Kuehl then turned to the importance of rehabilitation, reminding her colleagues that it’s required under state law in the Welfare and Institutions Code. “An individual rehabilitation [which] is required for each young person, even the ones who committed serious crimes.”

She then turned her ire toward the Probation Officer’s Union, who say says disgraced themselves by sending letters to various city councils within respective supervisor’s districts to warn them about juvenile-involved youth, according to Kuehl calling them “animals who cannot be rehabilitated.” She mentioned one council by name, saying “[Campus] Kilpatrick is in my district … my Malibu Council [is] being ginned up by the probation union to fear these young people. You know, they don’t want them either.”

Supervisor Hilda Solis then spoke to her amendment to close Camps Joseph Paige and Clinton B. Afflerbaugh in LaVerne as Secure Track campuses and to prepare them for “a more therapeutic, youth-centered culture of care” under the L.A. Model. Her largest concern was that juvenile-involved youth are languishing watching television and playing video games and not getting the services they need and have even asked for.

Supervisor Janice Hahn expressed a concern shared by some that Camps Kilpatrick and Scott are not currently ready for more violent offenders, and asked what more is needed to ready the campuses and on what timeline. Probation Chief Adolfo Gonzales answered, saying he’s visited the camps and has asked his staff to enhance nutritional options overall, and that at some fencing and lighting repairs at Camp Kilpatrick have been remedied. She also said that in the interim, improvements should be made at the Nidorf facility given the reality that many youths will remain there for an undetermined amount of time.
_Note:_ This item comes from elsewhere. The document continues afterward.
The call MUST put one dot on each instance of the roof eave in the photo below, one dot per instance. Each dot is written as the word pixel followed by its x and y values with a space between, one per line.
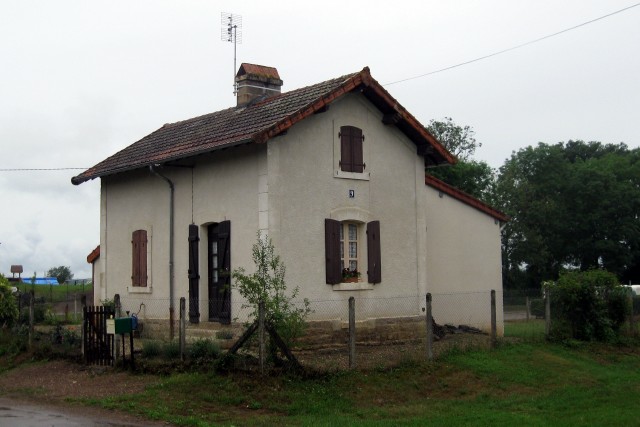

Supervisor Catherine Barger, the body’s only Republican, spoke in defense of her substitute motion slated for later on the agenda that the Nidorf facility remain the permanent home for serious-offending youths. She claimed to not consider her motion was to go against “subject matter experts that have told us” that Nidorf – with enhancements and upgrades – is where they should remain. “I do not believe it is accurate to say that Barry J. Nidorf cannot be considered,” she said with a defiant tone, before getting into some verbal warfare with Chair Mitchell over whether her comments were in order and a perceived lack of respect for her arguments.

The motion to approve the transfer passed, 4-1, with Barger in dissent.